Two celebrities were there. One was the famous Omani Chef Issa Al Lamki, who founded Al Mandoos restaurant and is celebrated throughout the Gulf for his authentic food. Chef Issa judged the contestants' offerings with flair and fairness. The other was the guy responsible for the A'Saffa Chicken ads! How many people can claim to have gotten so deep into the psyche of the resident population of Oman? I'm sure some of you will be hoping that I throttled the chap, but I applaud success and efficiency as well as Omani products, so how can I help but admire the creator (perpetrator?) of "What Does It Mean To Be Omani?" and to a lesser extent, that one with the weird bicycle exchange. You can't deny you remember the name of the product after hearing those ads, even if your mouth is hanging open in disbelief for the duration. What's more, A'Saffa consistently sees a sharp increase in sales as a direct and immediate result of those ads.

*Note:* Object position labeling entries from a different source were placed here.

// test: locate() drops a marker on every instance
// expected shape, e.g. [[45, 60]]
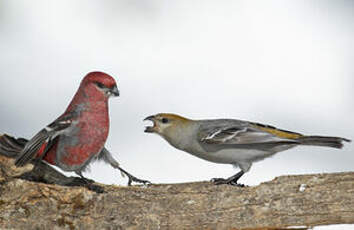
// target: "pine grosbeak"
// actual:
[[229, 141], [78, 136]]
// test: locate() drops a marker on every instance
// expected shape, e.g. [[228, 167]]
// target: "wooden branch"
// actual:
[[304, 200]]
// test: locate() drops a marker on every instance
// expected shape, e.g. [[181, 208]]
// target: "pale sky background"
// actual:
[[284, 63]]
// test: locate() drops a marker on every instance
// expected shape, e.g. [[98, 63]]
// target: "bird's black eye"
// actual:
[[100, 85]]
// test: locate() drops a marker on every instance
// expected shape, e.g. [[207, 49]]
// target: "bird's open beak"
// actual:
[[114, 91], [150, 129]]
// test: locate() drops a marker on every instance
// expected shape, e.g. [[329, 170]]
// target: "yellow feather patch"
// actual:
[[278, 132]]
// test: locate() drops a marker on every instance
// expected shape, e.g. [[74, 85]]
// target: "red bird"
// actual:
[[78, 136]]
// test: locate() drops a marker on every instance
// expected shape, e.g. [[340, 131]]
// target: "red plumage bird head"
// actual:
[[99, 83]]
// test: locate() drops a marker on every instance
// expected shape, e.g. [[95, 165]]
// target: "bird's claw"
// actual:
[[219, 181], [137, 180]]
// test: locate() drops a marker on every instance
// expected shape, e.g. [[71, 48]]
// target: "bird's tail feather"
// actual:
[[334, 142], [10, 146]]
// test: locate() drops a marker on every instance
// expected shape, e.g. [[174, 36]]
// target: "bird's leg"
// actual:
[[107, 157], [132, 178], [231, 180], [88, 181]]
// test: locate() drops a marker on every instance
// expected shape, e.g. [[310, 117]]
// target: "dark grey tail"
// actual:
[[335, 142], [10, 146]]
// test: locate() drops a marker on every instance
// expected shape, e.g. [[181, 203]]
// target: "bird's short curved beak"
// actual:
[[150, 129], [114, 91]]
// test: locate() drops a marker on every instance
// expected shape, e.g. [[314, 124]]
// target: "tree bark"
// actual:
[[303, 200]]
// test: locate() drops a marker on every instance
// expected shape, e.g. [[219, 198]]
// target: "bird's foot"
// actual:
[[84, 182], [132, 178], [219, 181], [88, 181]]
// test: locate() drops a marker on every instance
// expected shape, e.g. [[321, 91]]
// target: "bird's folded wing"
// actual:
[[45, 137], [244, 134]]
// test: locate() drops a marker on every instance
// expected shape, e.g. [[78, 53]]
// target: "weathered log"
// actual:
[[304, 200]]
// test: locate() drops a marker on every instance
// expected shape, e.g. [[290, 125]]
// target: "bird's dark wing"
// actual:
[[44, 139], [242, 133]]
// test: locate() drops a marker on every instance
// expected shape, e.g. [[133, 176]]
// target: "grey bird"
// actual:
[[230, 141]]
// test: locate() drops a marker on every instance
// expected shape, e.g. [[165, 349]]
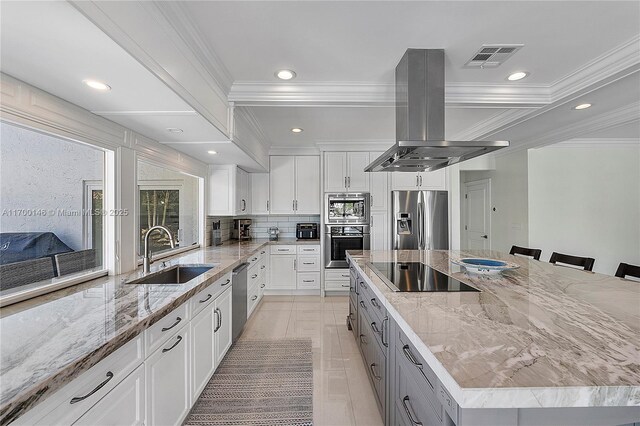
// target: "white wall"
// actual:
[[43, 172], [585, 201], [509, 188]]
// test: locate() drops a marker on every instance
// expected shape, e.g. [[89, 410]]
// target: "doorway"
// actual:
[[477, 214]]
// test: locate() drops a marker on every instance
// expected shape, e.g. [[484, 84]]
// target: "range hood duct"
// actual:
[[420, 143]]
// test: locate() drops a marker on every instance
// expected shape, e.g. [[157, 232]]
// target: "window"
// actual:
[[51, 202], [170, 199]]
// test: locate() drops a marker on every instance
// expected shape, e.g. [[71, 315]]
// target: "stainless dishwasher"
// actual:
[[239, 298]]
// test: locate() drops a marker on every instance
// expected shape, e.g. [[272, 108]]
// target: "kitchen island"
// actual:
[[542, 344]]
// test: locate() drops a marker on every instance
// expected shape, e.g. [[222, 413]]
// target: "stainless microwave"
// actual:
[[347, 209]]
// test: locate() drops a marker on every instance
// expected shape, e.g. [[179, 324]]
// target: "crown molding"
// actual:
[[597, 143]]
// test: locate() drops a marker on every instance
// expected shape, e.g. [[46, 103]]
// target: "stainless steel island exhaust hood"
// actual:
[[420, 139]]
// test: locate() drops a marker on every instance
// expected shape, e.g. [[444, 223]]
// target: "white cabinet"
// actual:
[[228, 191], [307, 184], [259, 193], [344, 171], [124, 406], [222, 329], [202, 349], [379, 231], [167, 381], [282, 271], [415, 181], [379, 192], [294, 184]]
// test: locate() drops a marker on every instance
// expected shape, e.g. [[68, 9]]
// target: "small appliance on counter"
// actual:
[[216, 234], [241, 229], [273, 233], [307, 231]]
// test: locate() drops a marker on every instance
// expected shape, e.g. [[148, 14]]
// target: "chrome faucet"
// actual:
[[146, 259]]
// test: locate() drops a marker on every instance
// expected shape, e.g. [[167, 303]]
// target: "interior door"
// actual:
[[477, 204]]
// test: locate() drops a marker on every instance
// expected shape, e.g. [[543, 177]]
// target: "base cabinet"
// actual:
[[167, 373], [123, 407]]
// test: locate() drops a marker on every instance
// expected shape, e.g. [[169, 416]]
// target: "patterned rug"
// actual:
[[259, 382]]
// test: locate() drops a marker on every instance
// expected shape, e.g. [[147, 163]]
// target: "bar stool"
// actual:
[[625, 269], [584, 262], [524, 251]]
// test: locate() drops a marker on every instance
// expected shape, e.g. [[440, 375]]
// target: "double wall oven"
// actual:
[[346, 227]]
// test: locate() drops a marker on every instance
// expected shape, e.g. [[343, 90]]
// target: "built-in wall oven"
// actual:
[[341, 238]]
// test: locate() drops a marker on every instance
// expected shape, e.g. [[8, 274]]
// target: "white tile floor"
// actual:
[[342, 394]]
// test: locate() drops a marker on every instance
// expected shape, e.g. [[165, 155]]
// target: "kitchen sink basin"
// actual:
[[178, 274]]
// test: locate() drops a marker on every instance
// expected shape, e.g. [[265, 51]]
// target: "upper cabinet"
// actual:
[[228, 190], [294, 185], [344, 171], [259, 193], [436, 180]]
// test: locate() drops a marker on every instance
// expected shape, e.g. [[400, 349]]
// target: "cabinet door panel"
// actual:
[[260, 193], [335, 171], [167, 381], [282, 184], [223, 333], [202, 350], [282, 273], [307, 184], [124, 405], [358, 179]]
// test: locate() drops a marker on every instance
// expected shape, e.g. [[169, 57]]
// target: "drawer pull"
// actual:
[[411, 358], [209, 296], [178, 319], [373, 372], [405, 404], [96, 389], [178, 340]]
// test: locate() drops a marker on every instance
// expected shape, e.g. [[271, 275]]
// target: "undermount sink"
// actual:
[[178, 274]]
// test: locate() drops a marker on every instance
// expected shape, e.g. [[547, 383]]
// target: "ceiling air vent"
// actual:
[[492, 55]]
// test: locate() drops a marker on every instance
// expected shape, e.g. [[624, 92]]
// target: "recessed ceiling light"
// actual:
[[285, 74], [98, 85], [582, 106], [517, 76]]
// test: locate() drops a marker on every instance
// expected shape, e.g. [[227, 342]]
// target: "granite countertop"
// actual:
[[538, 336], [49, 340]]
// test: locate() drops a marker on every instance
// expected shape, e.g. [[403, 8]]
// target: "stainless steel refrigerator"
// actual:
[[420, 220]]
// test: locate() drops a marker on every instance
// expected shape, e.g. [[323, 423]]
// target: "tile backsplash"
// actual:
[[260, 225]]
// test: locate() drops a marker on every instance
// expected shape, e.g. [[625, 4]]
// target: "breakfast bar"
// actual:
[[539, 344]]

As for the other competitors, they had tasty rubs, divine dips and decorative vegetables, and put on a great display as well as cooking fantastic barbeque. One team's chef had been similarly scuppered by not knowing the rules and had come unequipped. "Good thing I had my knife on me anyway", he said, whipping out a ten-inch beast from its sheath. The winners were a team of enthusiastic young guys, who having collected their trophy and their first prize of a year's supply of chicken, sped off, elated and clutching their Omani flag hats, in a Ferrari. I don't know where they kept the chicken, there's barely any storage space in those cars.